Agenda
Matin : Fondamentaux & première spec
- Pourquoi le vibe coding échoue : hallucinations, régressions, tests corrompus
- Workflows de codage IA : inline, agentique, spec-driven, dark factory
- Principe SDD : la spec comme source de vérité unique, séparation de l’intent et de l’implémentation
- Analyse métier pour les LLMs : machines à états Mermaid, tables de décision, BDD, invariants
- Exercice 1 : Prompter une feature complexe de manière vague — ressentir le point de douleur
- Exercice 2 : Transformer la même feature en spec complète avec modèles de données, machine à états et définition du fini
Après-midi : Ingénierie agentique, architecture & stratégie
- Quatre disciplines : prompt, context, intent et spec engineering
- Contraintes d’architecture IA : limites de contexte, principes SDR, tranches verticales, SCS
- Green-field vs. brown-field : strangler fig, découverte avant mutation, génération zero-trust
- Exercice 3 : Spec + agent → plan avant code → revue avec agent reviewer
- Exercice 4 : Refactorer le code de l’exercice 3 selon les principes SDR
- Exercice 5 : Dark Factory — remettre la spec à un nouvel agent, laisser implémenter de manière autonome
Méthode
Cinq blocs d’exercices s’enchaînent : la feature de l’exercice 1 est portée jusqu’à la simulation Dark Factory de l’exercice 5. Tous les exercices peuvent être réalisés avec votre propre projet. Les participants sans projet propre recevront un projet d’exercice.
Prérequis
Plusieurs années de développement logiciel professionnel. Expérience active avec au moins un assistant de codage IA (Copilot, Cursor, Claude Code, ChatGPT pour le code, etc.). Vous devez être capable de lire et d’évaluer du code TypeScript ou Python. Nous ne couvrons pas les bases de Git, des tests ou de l’architecture.
FAQ
Quel outil dois-je apporter ? Rien — nous travaillons dans GitHub Codespaces. Il vous suffit d’un navigateur et d’un compte GitHub.
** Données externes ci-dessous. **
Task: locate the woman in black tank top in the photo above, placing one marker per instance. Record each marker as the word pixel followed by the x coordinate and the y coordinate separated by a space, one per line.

Que faire si je ne peux pas apporter mon propre code ? Un projet d’exercice sera fourni. Tous les exercices peuvent être réalisés avec ce projet.
Est-ce pertinent pour les codebases brown-field et legacy ? Oui. L’après-midi couvre explicitement les stratégies brown-field — strangler fig, découverte avant mutation, génération zero-trust pour les codebases existantes.
En quoi cette formation diffère-t-elle d’un atelier Copilot ? Un atelier Copilot vous montre comment utiliser les outils IA. Cette formation vous montre pourquoi cela seul ne suffit pas — et quelle discipline de spécification et d’architecture est nécessaire pour que le code IA fonctionne de manière fiable dans les codebases de production.
Que se passe-t-il si la session pilote n’a pas lieu ? Remboursement intégral. Sans discussion.
Quand a lieu la formation régulière ? La session régulière est prévue pour Q3/Q4 2026. Les participants au pilote bénéficient d’une priorité d’inscription.